Echantillons du sol : un échantillon du sol composite a été pris après la préparation du terrain (avant l’application d’amendement). 9 sonde de 0-10Cm,10-20Cm,20-30Cm ont été effectuées suivant la diagonale et transférer au laboratoire de l’UEA pour les Analyses physiques comme le texture à l’aide de la méthode à l’hydromètre. Mais aussi il avait des mesures qu’on a effectués sur : le nombre des plantes levés, la hauteur des plantes, les diamètres au collet, le teneur à chlorophylle et, indice de récolte

La hauteur des plantes a été mesurée à l’aide d’un mètre ruban à partir du collet jusqu’au sommet de la plus grande feuille déployée. Deux mesure ont été effectuées soit le 26avril et le jour de la floraison. Ces mesures ont permis le calcul de la moyenne.

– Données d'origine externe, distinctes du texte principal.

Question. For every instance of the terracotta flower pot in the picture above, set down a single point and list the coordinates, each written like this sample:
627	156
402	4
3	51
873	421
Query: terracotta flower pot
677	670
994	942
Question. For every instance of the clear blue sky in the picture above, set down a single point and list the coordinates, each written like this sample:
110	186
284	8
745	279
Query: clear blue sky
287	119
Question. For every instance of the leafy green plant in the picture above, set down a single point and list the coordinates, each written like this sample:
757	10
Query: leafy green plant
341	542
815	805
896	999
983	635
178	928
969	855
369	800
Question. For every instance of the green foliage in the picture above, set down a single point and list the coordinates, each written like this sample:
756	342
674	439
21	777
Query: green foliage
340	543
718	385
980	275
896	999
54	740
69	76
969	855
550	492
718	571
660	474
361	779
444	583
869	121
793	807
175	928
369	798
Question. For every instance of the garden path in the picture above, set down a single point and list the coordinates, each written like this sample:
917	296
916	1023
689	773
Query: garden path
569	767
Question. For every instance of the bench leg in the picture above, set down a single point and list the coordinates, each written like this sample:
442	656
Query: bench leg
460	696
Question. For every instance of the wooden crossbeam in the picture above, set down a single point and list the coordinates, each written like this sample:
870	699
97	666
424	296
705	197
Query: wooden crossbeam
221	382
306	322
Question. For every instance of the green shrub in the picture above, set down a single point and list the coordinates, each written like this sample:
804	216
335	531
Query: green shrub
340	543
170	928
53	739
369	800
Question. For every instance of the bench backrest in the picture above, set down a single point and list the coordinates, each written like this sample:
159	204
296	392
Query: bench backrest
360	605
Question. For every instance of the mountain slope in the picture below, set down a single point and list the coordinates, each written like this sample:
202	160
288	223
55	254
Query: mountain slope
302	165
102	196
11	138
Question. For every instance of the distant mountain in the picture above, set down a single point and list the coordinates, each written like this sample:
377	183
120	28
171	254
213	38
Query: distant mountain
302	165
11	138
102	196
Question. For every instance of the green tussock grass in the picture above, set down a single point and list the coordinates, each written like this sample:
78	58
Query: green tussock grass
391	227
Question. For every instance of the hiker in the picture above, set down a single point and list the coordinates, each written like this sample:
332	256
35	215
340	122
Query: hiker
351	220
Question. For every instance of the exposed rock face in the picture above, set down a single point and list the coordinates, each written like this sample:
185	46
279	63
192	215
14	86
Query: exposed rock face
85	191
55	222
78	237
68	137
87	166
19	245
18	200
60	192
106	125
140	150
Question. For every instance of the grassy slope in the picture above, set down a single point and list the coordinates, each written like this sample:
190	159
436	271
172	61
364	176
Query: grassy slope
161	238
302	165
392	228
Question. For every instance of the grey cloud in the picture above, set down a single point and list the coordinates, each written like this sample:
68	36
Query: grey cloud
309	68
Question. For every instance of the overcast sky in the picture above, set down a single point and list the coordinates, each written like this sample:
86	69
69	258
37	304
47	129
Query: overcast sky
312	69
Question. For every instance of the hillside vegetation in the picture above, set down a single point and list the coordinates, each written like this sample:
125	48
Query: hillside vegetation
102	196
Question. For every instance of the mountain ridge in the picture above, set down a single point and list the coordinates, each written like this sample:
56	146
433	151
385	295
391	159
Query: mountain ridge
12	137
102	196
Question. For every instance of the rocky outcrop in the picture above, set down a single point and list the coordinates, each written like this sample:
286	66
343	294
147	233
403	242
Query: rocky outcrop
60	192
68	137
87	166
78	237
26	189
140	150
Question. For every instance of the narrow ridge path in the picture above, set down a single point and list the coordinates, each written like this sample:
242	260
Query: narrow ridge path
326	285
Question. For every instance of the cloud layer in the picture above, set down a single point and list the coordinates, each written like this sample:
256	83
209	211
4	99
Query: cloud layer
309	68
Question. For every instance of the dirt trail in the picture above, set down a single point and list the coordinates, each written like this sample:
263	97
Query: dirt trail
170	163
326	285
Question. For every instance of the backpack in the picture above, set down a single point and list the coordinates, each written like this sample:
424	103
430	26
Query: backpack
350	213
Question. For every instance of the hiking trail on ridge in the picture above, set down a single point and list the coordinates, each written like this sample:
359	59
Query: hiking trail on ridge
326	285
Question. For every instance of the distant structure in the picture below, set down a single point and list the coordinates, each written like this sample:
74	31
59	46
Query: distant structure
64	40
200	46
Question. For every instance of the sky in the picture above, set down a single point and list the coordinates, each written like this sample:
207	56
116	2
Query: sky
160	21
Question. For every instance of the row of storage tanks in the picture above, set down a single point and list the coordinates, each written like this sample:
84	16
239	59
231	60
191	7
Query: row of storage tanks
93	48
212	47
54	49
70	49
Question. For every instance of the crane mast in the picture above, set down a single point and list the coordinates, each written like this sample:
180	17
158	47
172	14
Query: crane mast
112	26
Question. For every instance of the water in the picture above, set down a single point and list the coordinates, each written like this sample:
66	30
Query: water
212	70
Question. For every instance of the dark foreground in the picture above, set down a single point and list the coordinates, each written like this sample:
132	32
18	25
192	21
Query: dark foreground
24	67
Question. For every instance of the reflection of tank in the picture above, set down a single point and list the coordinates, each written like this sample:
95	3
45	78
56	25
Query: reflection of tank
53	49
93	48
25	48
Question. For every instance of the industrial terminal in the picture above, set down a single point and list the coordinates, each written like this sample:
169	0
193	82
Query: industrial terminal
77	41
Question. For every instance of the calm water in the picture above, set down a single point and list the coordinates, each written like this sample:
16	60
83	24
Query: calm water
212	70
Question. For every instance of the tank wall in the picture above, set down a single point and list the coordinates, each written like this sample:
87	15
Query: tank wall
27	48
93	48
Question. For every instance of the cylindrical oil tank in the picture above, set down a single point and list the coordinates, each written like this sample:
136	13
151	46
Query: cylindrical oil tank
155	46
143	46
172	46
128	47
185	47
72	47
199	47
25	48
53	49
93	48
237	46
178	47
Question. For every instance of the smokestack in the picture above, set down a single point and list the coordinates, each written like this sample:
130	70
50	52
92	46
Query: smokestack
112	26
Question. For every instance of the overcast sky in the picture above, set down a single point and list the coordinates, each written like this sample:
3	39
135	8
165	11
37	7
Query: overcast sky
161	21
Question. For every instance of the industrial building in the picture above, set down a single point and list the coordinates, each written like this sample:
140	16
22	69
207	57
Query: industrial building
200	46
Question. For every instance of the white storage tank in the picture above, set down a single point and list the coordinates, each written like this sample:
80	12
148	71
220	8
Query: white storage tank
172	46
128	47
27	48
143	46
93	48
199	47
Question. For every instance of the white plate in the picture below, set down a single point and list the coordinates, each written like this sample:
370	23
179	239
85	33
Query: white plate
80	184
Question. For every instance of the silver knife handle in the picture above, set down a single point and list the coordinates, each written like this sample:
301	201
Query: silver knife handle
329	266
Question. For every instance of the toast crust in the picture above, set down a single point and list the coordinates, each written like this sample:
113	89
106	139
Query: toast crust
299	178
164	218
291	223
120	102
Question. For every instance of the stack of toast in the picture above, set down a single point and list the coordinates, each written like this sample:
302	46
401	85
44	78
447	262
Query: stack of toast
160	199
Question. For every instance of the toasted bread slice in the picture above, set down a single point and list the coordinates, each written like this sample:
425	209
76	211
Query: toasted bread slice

Le diamètre au collet a été mesuré à l’aide d’un pied à coulisse au niveau du collet des plants.

Le teneur à chlorophylle a été mesuré à l’aide  d’un chlorophilomètre  au niveau des feuilles.

Les composantes de rendement considéré pour la culture du maïs est :

  • Nombre d’épis par plants : comptage manuel
  • Nombre de lignes par épis : comptage manuel
  • Nombre de gains par ligne : comptage manuel
  • Nombre de gains par épis : comptage manuel
  • Poids de 100grains : à l’aide d’une balance à précision, nous avions évalué le poids de 100 graines (ce dernier compté manuellement).
  • Rendement parcellaires par ha
  • Indice du rachis= poids de graine/poids de rachis.
  • Indice du récolte = pois totale de plants/poids d’épis

II.4. Analyse statistique

Les données ont été encodées à l’aide du logiciel Excel, analysées par le logiciel  Statistix. L’analyse de la variance a été faite pour vérifier l’influence de différentes techniques sur les paramètres mis en étude. En plus, les régressions linéaires multiples ont été utilisées pour tester l’interaction de différents facteurs. Le seuil de signification est celui de 5%. Avant toute analyse.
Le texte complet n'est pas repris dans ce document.